A long discussion about database design and indexes followed. The conclusion was that we really did not use H2 for what it was good at and that maybe we should look at a graph-oriented database.
Implementing storage with neo4j
Neo4j is an open source graph database. It is written in Java and can be used as an embedded application. This is important for us as we like our packages to be self contained. Friday is work-on-whatever-project-you-think-can-benefit-Statsbiblioteket-day, so I dedicated it to trying out neo. Keep in mind that I only heard about Neo this morning and that I hadn’t looked at a single page about the product before I started the project.

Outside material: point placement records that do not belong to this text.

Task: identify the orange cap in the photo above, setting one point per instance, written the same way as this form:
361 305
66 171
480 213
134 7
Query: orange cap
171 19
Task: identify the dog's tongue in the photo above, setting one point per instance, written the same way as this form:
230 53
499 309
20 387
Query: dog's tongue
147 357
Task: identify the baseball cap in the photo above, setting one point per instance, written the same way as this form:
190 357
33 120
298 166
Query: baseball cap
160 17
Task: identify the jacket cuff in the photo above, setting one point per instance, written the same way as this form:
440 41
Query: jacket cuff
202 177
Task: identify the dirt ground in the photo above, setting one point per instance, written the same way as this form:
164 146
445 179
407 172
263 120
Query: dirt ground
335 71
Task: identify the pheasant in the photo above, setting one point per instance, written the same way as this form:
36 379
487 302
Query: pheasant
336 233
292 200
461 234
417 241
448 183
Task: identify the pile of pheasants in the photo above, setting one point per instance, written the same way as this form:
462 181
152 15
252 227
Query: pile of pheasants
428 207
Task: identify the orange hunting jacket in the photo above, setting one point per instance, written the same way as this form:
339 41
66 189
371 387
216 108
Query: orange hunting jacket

- 10:36 Created test project
- 10:40 Selected Neo4j version 1.3 stable Enterprise, added to Maven POM, downloaded files
- 10:50 Created skeleton class for Summa NeoStorage
- 10:55 Added basic properties, created skeleton Unit test
- 11:15 Added code for flushing Summa Record to Neo
- 11:36 Added code for retrieving a previously flushed record + unit test. Hello world completed
- 11:40 Break finished, started on ModificationTime retrieval
- 12:35 Proof of concept retrieval using modification time (slow development due to human error)
- 13:20 Finished bulk ingest and record-by-record extraction using modification time order, including unit test
- 13:50 Finished mapping of Summa Record child-relations to Neo, both for ingest and extraction
Including mistakes, distractions from colleagues and reading documentation, it took under 4 hours to integrate Neo as the new backend for our storage. There’s still a lot of minor things to add and special cases to cover, but the result is complete enough to be used for most workflows in Summa.
Implementation was a breeze, the API was very clean and the examples and guides at the website were to the point and well thought out. Kudos to the developers for great work!
Since the Neo Storage isn’t finished, it would be unfair to compare it to H2 with regard to ingest. However, the extraction part is complete enough to test.
With the old H2-backed storage, our extraction time fell to below 5 records/sec for the new documents with 2-4 relations each (extraction time for records without relations is 2-3000 records/sec).
Creating a test-storage using Neo with 100000 documents, each with 5 children, changed the extraction speed to 2500 expanded records/second or 15,000 raw records/second if we count the children.
Granted, the only fair test is with production data, but so far Neo4j looks like a clear winner for our purposes!